Pair of Neoclassical Brass Chairs, Royal Blue Velvet, Maison Jansen, French, circa 1940

Pair of neoclassical armchairs with brass frames and royal blue velvet upholstery. French work attributed to Maison Jansen, circa 1940. W. 40 cm × D. 40 cm × H. 98 cm.

PRODUCT DETAILS

Dimensions en CM 40 x 40 x 98 cm
Dimensions en INCH 15.75 x 15.75 x 38.58 inch
Période 1930–1940
Style Neoclassical
Matériaux Brass

PRODUCT DESCRIPTION

The pairing of gilded brass with royal blue velvet is not incidental — it is one of the most loaded chromatic combinations in French decorative history. At Versailles, the galerie des glaces and the grands appartements orchestrated precisely this dialogue: the warm gold of ormolu, chandeliers, and boiserie gilding set against the saturated depth of blue velvet on chairs of state. When Maison Jansen deployed this same grammar in the interwar years, they were not quoting history so much as extending it — translating the sovereign palette into a domestic register accessible to the haute bourgeoisie and the cosmopolitan elite who furnished their apartments through the firm’s Paris ateliers.

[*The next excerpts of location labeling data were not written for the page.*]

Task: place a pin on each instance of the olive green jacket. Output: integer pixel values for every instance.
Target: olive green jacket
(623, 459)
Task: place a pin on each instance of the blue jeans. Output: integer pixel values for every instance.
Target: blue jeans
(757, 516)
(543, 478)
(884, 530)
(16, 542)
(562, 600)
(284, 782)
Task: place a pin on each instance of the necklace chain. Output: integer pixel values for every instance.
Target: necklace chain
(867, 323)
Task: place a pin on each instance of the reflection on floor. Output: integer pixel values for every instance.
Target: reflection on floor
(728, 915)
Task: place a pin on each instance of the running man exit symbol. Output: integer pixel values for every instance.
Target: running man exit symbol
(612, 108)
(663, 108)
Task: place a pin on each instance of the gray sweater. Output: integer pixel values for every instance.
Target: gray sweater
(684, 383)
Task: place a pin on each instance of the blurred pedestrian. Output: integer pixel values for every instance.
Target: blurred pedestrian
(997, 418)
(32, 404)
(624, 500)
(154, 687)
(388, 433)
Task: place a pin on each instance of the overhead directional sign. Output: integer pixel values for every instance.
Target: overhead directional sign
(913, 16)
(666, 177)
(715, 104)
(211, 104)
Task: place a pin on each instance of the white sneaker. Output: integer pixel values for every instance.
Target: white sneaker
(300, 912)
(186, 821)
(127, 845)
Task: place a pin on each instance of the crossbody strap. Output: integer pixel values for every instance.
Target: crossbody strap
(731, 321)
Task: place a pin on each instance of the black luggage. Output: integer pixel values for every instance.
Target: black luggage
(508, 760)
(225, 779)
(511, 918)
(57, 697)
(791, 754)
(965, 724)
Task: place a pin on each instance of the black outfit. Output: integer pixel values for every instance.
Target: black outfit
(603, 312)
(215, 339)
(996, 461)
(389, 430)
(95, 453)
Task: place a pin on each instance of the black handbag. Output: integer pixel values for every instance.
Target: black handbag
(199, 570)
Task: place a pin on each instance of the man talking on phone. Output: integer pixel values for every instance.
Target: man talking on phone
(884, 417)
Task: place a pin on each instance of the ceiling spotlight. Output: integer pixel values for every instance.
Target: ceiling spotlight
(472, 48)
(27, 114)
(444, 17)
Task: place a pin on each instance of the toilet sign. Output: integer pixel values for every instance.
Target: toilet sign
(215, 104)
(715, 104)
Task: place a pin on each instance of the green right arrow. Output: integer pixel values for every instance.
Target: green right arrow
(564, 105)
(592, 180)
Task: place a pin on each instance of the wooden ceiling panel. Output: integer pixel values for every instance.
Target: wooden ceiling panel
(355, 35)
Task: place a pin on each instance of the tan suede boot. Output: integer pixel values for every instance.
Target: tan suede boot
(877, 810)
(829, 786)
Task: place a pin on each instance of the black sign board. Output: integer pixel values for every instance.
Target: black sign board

Founded in 1880 by the Dutch-born decorator Henri Jansen, the Maison Jansen rapidly became the most celebrated interior design firm in the world. Operating from its landmark premises on the rue Royale — a street whose name resonated with the ambitions of its clients — Jansen supplied residences on six continents, from the Élysée Palace and Buckingham Palace to the private apartments of Shah Mohammad Reza Pahlavi and the White House under Jacqueline Kennedy. The firm’s genius lay in its capacity to synthesize neoclassical rigor with contemporary comfort, producing pieces that felt simultaneously antique and thoroughly modern. These chairs, with their clean architectural lines, precisely turned brass columns, and the assured luxury of royal blue velvet, exemplify the vocabulary that made Jansen the default language of international elegance in the mid-twentieth century.

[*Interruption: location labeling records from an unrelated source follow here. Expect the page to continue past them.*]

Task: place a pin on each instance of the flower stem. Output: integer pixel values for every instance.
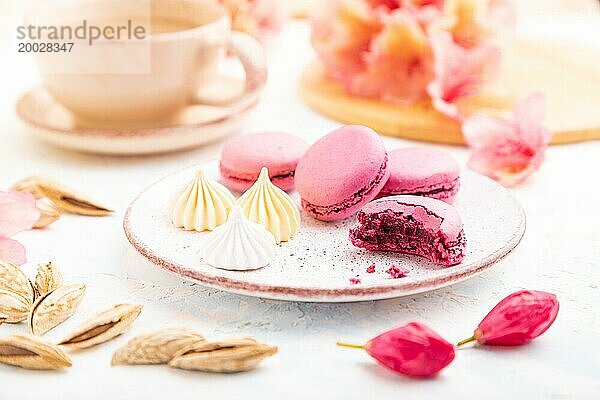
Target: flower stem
(354, 346)
(465, 341)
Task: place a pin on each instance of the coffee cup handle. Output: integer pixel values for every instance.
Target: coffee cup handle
(252, 56)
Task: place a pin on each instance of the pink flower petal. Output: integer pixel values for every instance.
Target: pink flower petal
(259, 18)
(399, 63)
(341, 33)
(459, 71)
(12, 251)
(508, 151)
(17, 212)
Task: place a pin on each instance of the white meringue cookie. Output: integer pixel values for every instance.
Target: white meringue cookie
(266, 204)
(238, 244)
(202, 205)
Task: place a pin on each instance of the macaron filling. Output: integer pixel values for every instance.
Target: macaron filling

Sold as a pair, these chairs carry the particular social weight of bilateral arrangement: two chairs placed facing each other constitute a chamber of dialogue, a geometry of intimacy and decorum that has governed formal French interiors since the age of Louis XIV. Unlike the solitary accent piece, the pair implies a choreography — the positions of host and guest, the architecture of the conversation properly conducted. The 98-centimeter height, the depth of the velvet, and the structural formality of the brass suggest objects designed for the salon rather than the boudoir: chairs that impart a certain bearing to those who sit in them, the slight erectness that royal blue velvet has always seemed to demand.